Automated collection of real-time production data

How to get the data, and what to do with it once you have it

By James Finnerty
September 30, 2008
Article
Shop Management

The software systems that you use to run your business, including enterprise resource planning (ERP) and manufacturing execution systems (MES), rely on production data collected from the shop floor. In most cases, this data is collected manually and entered into the system by a human operator.

The three common problems with manually collected data are untimeliness, inaccuracy, and bias. Considering that this raw data forms the basis for all subsequent production reports—and that important decisions are made based on those reports—any problems with the initial data collection can start a ripple effect that results in a negative impact on your business.

Manually Collected Data

In a typical scenario, manually collected production data is entered into the system only at predetermined times, such as at the end of a shift or job. The data then is made available in the form of reports and used for analysis.

For long-term analysis, viewing the data after the fact usually is sufficient. However, the factory floor is a dynamic environment, and knowing what happened only after the fact can be a detriment to productivity.

Manually entered data also can be incomplete. This is because the actual data entry task usually falls to someone with many other responsibilities. Generally speaking, data entry is a tedious task that often is put off for as long as possible. It is not uncommon for raw data to sit around for hours, if not days, before being entered into the system. As a result, reports don't show the latest data.

Often the data must be written down first and later entered into the system—sometimes by a different person than the one who recorded it in the first place. Typographical and transcription errors are common. Once these errors become part of the data set, they become difficult to detect and eradicate, making all the resulting reports suspect.

In addition, a human operator has influence over what information is entered and when. For instance, assume that the controller on Machine No. 1 detects an easily correctable tooling problem and shuts down the machine. The operator responsible for Machine No. 1 is busy performing a changeover or troubleshooting a problem elsewhere in the plant. Machine No. 1 sits idle for an hour while the operator is otherwise occupied.

When the operator is free, he spends five minutes fixing the tooling problem and then restarts Machine No. 1. Even though he was busy with another machine, the operator is worried that he'll be disciplined for not attending to Machine No. 1 quickly enough, so he enters "Tooling problem —1 hour and 5 minutes" in Machine No. 1's log as the reason for downtime.

In reality, this is wrong. The machine was down for 1 hour and 5 minutes, but the real reason for most of this downtime was not a tooling problem; it was that no operator was available.

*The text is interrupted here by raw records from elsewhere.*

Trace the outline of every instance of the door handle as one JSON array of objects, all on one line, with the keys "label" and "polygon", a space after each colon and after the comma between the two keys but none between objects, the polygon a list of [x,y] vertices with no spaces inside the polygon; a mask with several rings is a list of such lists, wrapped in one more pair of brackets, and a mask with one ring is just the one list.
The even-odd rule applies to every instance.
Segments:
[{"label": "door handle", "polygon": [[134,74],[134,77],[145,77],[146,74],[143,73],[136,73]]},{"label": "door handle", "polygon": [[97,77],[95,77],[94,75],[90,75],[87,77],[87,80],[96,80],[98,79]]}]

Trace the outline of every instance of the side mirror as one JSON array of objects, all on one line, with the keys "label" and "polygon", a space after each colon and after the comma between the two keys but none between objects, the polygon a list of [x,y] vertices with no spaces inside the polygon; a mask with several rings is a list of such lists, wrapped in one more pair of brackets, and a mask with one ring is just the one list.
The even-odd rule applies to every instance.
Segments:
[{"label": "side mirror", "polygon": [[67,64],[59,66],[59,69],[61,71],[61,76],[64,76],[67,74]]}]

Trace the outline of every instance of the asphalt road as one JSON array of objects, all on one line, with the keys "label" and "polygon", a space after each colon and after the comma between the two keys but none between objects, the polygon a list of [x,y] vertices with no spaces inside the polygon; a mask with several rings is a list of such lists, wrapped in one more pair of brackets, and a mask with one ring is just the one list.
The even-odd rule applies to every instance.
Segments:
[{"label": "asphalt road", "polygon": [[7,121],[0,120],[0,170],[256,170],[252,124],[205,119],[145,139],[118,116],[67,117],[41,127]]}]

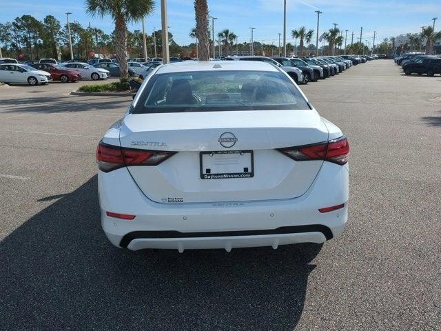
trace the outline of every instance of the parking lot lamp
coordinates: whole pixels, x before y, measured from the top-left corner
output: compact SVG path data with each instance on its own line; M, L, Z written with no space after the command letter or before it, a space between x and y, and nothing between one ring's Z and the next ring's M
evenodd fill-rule
M254 40L253 39L253 31L256 28L249 28L251 30L251 55L254 55Z
M278 34L278 56L279 57L282 55L282 53L280 52L280 34L282 34L281 33Z
M283 56L287 57L287 0L283 0Z
M74 59L74 50L72 48L72 36L70 34L70 25L69 24L69 15L72 12L66 12L66 19L68 21L68 31L69 32L69 46L70 47L70 59Z
M322 14L322 12L320 12L320 10L316 10L316 12L317 13L317 31L316 31L316 56L318 56L318 21L320 21L320 14Z
M168 49L168 19L167 17L167 0L161 0L161 21L162 23L162 58L163 63L167 64L170 61L170 54Z
M213 32L213 59L216 59L216 42L214 41L214 20L218 19L217 17L209 16L209 19L212 19L212 32Z

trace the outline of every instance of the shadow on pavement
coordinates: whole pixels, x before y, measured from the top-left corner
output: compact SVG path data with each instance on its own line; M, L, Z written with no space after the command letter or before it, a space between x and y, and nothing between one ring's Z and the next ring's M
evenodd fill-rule
M76 99L79 98L79 99ZM99 102L96 102L96 101ZM123 97L35 97L3 101L3 113L63 112L82 112L94 109L121 109L128 106L132 98Z
M441 126L441 111L438 112L439 116L426 116L421 117L421 119L430 126Z
M321 248L121 250L94 176L1 243L0 329L291 330Z

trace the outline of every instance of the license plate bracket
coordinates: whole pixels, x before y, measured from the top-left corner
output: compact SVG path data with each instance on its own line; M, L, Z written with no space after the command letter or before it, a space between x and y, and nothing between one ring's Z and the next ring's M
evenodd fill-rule
M219 150L199 153L201 179L254 177L252 150Z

If the problem is not properly identified as "We need an additional operator," it ends up being misdiagnosed as a costly engineering project: "We need better tooling."

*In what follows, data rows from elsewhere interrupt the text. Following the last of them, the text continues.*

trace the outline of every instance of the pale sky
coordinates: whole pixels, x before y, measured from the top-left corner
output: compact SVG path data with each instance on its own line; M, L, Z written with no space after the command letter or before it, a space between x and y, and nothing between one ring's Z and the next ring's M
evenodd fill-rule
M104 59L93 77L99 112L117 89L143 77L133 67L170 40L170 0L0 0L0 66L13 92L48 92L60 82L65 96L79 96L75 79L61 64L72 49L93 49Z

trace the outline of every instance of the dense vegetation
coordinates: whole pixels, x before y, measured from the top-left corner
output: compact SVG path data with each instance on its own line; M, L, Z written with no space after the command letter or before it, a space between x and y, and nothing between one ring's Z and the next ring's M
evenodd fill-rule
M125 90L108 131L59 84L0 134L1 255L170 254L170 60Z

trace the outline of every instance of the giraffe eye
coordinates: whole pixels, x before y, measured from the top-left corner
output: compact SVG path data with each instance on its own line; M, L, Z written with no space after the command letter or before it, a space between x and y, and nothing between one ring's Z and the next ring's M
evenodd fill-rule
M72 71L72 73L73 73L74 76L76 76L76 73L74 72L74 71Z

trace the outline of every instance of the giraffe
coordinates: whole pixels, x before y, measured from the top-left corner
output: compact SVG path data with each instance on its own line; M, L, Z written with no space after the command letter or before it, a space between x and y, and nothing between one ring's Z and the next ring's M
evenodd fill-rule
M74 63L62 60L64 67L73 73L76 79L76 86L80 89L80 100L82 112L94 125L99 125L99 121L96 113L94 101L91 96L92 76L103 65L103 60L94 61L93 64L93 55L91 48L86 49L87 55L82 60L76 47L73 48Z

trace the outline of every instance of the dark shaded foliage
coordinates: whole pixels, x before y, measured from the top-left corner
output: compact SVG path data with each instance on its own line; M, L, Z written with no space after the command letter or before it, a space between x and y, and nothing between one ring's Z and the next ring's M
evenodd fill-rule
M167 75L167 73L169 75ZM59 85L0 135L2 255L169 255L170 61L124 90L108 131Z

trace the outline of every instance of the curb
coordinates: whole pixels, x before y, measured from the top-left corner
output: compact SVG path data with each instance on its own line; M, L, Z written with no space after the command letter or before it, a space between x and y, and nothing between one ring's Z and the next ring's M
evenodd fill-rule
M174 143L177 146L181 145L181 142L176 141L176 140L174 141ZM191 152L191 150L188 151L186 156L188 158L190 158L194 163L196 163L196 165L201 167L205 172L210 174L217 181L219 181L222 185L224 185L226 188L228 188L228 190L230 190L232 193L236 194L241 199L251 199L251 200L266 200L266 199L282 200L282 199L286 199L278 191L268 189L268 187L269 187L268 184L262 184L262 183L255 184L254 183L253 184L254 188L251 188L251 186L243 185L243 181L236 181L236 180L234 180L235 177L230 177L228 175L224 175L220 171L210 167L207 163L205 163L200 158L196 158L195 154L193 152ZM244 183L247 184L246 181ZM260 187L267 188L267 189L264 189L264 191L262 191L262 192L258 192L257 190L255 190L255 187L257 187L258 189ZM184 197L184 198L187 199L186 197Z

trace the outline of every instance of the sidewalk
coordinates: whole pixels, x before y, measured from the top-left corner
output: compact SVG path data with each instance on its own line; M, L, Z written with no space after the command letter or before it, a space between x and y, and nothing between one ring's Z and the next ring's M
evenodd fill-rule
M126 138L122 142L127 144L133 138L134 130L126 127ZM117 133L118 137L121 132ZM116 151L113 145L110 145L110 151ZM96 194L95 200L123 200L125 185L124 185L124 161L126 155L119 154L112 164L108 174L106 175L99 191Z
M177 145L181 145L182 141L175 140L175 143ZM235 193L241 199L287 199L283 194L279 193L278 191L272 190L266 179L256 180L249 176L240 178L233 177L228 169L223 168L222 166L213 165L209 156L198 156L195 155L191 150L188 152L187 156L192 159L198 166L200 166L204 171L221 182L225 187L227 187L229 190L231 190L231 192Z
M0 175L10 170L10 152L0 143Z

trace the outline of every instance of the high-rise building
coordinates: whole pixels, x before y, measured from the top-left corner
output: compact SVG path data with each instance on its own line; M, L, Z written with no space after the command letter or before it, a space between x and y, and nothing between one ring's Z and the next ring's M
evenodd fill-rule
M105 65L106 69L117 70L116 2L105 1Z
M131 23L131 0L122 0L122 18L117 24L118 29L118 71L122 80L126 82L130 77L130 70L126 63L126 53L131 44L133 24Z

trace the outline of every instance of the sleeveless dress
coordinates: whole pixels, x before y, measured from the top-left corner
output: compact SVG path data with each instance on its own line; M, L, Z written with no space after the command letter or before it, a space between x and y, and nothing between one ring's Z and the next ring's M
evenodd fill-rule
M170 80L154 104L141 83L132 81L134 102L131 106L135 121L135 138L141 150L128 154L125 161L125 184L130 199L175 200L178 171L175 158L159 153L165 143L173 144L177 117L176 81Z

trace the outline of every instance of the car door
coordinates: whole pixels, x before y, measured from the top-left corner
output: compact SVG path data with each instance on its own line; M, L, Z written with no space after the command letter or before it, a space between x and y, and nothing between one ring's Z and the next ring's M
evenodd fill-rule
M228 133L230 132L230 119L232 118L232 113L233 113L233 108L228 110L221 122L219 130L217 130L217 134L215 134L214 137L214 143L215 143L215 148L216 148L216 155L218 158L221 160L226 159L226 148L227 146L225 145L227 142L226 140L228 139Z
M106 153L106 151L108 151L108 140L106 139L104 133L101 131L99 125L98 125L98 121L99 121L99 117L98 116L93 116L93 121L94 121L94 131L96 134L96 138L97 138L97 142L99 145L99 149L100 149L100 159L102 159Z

Figure 1. Click for a larger view. In a typical data collection system, the data logger, transaction manager, database, and report generator operate together on a single server.

Automated Data Collection

Collecting production data automatically, as it happens, can help eliminate these problems. Until recently commercially available data collection software tended to be vendor-specific, especially if it collected data from proprietary machine controllers. If you had several different types of machinery and controllers, you'd need several different data collection systems that would have to be custom-integrated by a third-party software writer. Many proprietary collection systems required a special serial network and client software.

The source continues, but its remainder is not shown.